A number of religious pro-family leaders recently rallied against the Southern Poverty Law Center (SPLC), a civil rights organization in Montgomery, Ala., for being labeled as a "hate group" because of their anti-gay beliefs, the Christian Post reported in a Jan. 17 article.
The Jan. 17 group consisted of Christian and Jewish leaders, including African-American pastors that say the SPLC is wrong in labeling them as hateful.
"Although I have deep respect for the time honored work of the SPLC," Dr. Patrick Wooden, pastor at the Upper Room Church of God in Christ in Raleigh, N.C., told The Christian Post, "there is a line that needs to be drawn between groups like the KKK and skinheads, and groups who simply believe in the biblical model of marriage, and believe that you're able to disagree with homosexuals and lesbians on this issue and not somehow be labeled a 'hate group' as a result of that disagreement."
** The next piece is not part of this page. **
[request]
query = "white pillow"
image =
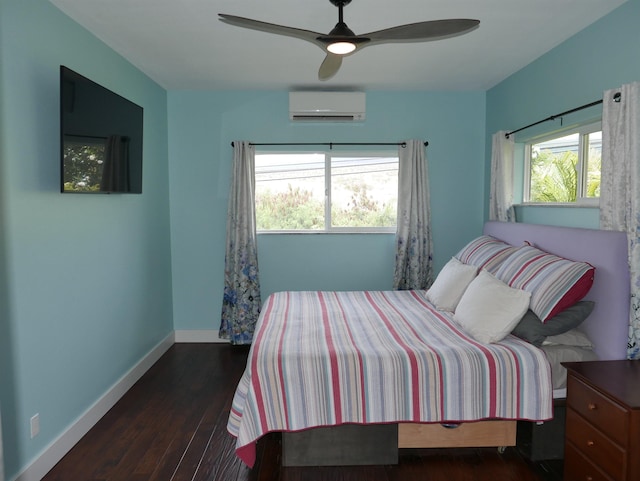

The SPLC labels "hate groups" as any organization in the country that has "beliefs or practices that attack or malign an entire class of people, typically for their immutable characteristics."
Wood and his colleagues are also upset that the civil rights organization has linked the civil rights movement for racial equality with today's gay rights movement.
"It's an insult to me to say a deviant sexual behavior is similar to being black," Wooden said. "We've never given minority status to someone based on who they have sex with."
SPLC's spokeswoman, Heidi Beirich, believes that the racial equality civil rights movement is similar to the current gay equality movement.
"From our perspective, this kind of defamation is just as heinous as some of those organizations [KKK, Skinheads, etc.]," Beirich said. "Gays and lesbians are victims of hate crimes way out of proportion. When you go about lying about a population, it tends to result in violence. You're vilifying a group and defaming them."
The president of the anti-gay group Americans for Truth About Homosexuality, Peter LabBarbera, will also be at the rally and claims that the SPLC is using its influence to "push forward its gay rights agenda."
"[Black pastors are] there to show it's not a civil rights issue," LaBarbera told CP. "SPLC was right to label [the] Ku Klux Klan, but they were wrong to include Christian groups and they're destroying they're own credibility."
EDGE reported in a March 2010, post that the SPLC placed Truth About Homosexuality on its list of hate groups.
"They [SPLC] are trying to minimize the influence of the groups that they hate, and they know this is the way to do it because most of the media is liberal and so the media doesn't hold SPLC accountable," LaBarbera said. "Once you get called a 'hate group' ... it has a huge cascading effect."
In a July 2011, article the Christian Post asked if Christians could ever shake the anti-gay label, especially when it comes to same-sex marriage. A senior fellow for policy students with the Family Research Council (FRC), Peter Sprigg, says that Christians must make it understood that they are "motivated by love."
The SPLC placed the FRC on its anti-gay list for saying that gay couples are not fit to raise children.
"The essence of love is to desire the best for someone, and to act to bring that about," he said. "And I would argue that's what we think we're doing."